This article is based on this Dutch article by Martijn Benders.
Poets are, in reality, generally terribly lazy people. Not because they don’t try diligently to ‘prove’ their superiority on paper (as if anyone would care), but because you can find thousands of types of beautiful mushrooms that no poet has ever wished to write a poem about in the entire history of humanity.
The same goes for the cuticle. Billions of poems about roses or coffins, but about the cuticle? Not a chance. If it were up to our poets, the cuticle simply wouldn’t exist, even though everyone has to deal with it.
My poem about the cuticle immediately contains a solid piece of language criticism. It concerns the word ‘hangnail,’ which would be a modernization of the much more beautiful Old English Angnægl:
Just like with a tree, as language ages, it starts producing younger and sillier rings. This movement has accelerated: it was ultimately an angry marriage, the marriage between modernization and language. The language is becoming balder and uglier, the first figures are already emerging who simply don’t find ‘the non-existent’ beautiful. Not beautiful at all!
No, not even when it comes to hours. It’s about the beauty! Things that deviate are usually not beautiful! You get stuck on them, without it being clear why you had to stay stuck there, just like that hangnail!

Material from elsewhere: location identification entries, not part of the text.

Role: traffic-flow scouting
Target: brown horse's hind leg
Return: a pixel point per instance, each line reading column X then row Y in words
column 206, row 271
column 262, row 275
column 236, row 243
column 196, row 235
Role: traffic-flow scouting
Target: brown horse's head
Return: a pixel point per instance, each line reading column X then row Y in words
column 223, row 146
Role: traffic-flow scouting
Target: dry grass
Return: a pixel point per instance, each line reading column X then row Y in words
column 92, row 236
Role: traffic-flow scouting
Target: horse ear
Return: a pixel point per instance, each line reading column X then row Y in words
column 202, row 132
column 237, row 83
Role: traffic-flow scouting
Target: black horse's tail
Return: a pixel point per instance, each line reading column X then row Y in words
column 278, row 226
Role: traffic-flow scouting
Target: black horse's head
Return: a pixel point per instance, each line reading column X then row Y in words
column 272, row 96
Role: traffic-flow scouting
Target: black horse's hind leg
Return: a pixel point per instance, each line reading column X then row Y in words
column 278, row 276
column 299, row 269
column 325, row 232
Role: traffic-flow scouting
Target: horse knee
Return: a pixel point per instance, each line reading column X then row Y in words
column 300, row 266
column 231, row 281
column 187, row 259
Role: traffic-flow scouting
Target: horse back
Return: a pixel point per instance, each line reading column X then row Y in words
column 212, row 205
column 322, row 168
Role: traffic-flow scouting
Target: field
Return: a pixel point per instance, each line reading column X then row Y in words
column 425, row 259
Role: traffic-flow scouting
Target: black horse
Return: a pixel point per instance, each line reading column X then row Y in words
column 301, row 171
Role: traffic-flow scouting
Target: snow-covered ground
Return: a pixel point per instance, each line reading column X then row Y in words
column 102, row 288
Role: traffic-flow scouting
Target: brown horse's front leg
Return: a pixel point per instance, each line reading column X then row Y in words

Alright, alright, I dive even deeper into the rabbit hole of the lawsuit I started. The lawsuit is on October 22, and until then I cannot reveal anything about my angles here. What I can say is that I had the Consumer and Market Authority on the line yesterday and they may also start an investigation, more on that later.
Oh yes, it’s said that I can write a poem about anything, as if I possess some kind of superpower. So, the first cuticle poem ever had to come from my hand.
The rest continue to write about the climate and capitalism, because that’s apparently what the financiers like to see.